Safley’s research engages a contemporary condition in which digital tools play an active role in architectural production. Rather than treating representation as separate from making, his work collapses the distance between visual information and material construction into a continuous design process. By treating images as material—capable of being connected, composited, manipulated, and fabricated—he reframes tectonics as a practice concerned not only with physical assemblies, but also with the technical and cultural operations that bind images together. This approach renews longstanding disciplinary questions of detail, composition, and architectural character within contemporary culture.
His design research operates across two interrelated modes: one based on direct authorship, in which disparate references are combined into materially allusive architectural figures, and another that employs computational tools such as 3D scanning, simulation, and automated workflows to develop novel construction logics. Together, these approaches form a post-digital tectonic practice that remains grounded in material fabrication while critically engaging contemporary technologies. His design research has been disseminated through peer-reviewed writing, conferences, publications, exhibitions, competitions, and funded research, and has received national and international recognition for his design work.
At Kent State, Safley serves as coordinator of the Integrated Design Studio and fourth-year studios.
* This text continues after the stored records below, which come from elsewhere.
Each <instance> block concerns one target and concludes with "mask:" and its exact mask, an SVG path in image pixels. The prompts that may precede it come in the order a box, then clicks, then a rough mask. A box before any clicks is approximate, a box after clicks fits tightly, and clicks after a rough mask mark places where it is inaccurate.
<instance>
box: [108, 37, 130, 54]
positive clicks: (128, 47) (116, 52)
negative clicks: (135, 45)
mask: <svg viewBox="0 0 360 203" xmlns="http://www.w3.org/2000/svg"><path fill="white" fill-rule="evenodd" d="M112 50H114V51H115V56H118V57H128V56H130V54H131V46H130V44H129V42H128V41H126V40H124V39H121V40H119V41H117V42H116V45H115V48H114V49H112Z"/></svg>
In addition, he teaches core building technology lecture courses, advanced graduate design studios, and elective seminars that position the classroom as a laboratory for material and technological experimentation. His courses foreground construction processes, material behavior, and technologically situated design techniques while encouraging students to critically engage architectural history, questions of labor, and professional practice.
Safley received his Bachelor of Architecture from the University of Oklahoma in 2009 with Special Distinction and his Master of Architecture from the University of Michigan in 2013, where he was awarded the AIA Henry Adams Medal.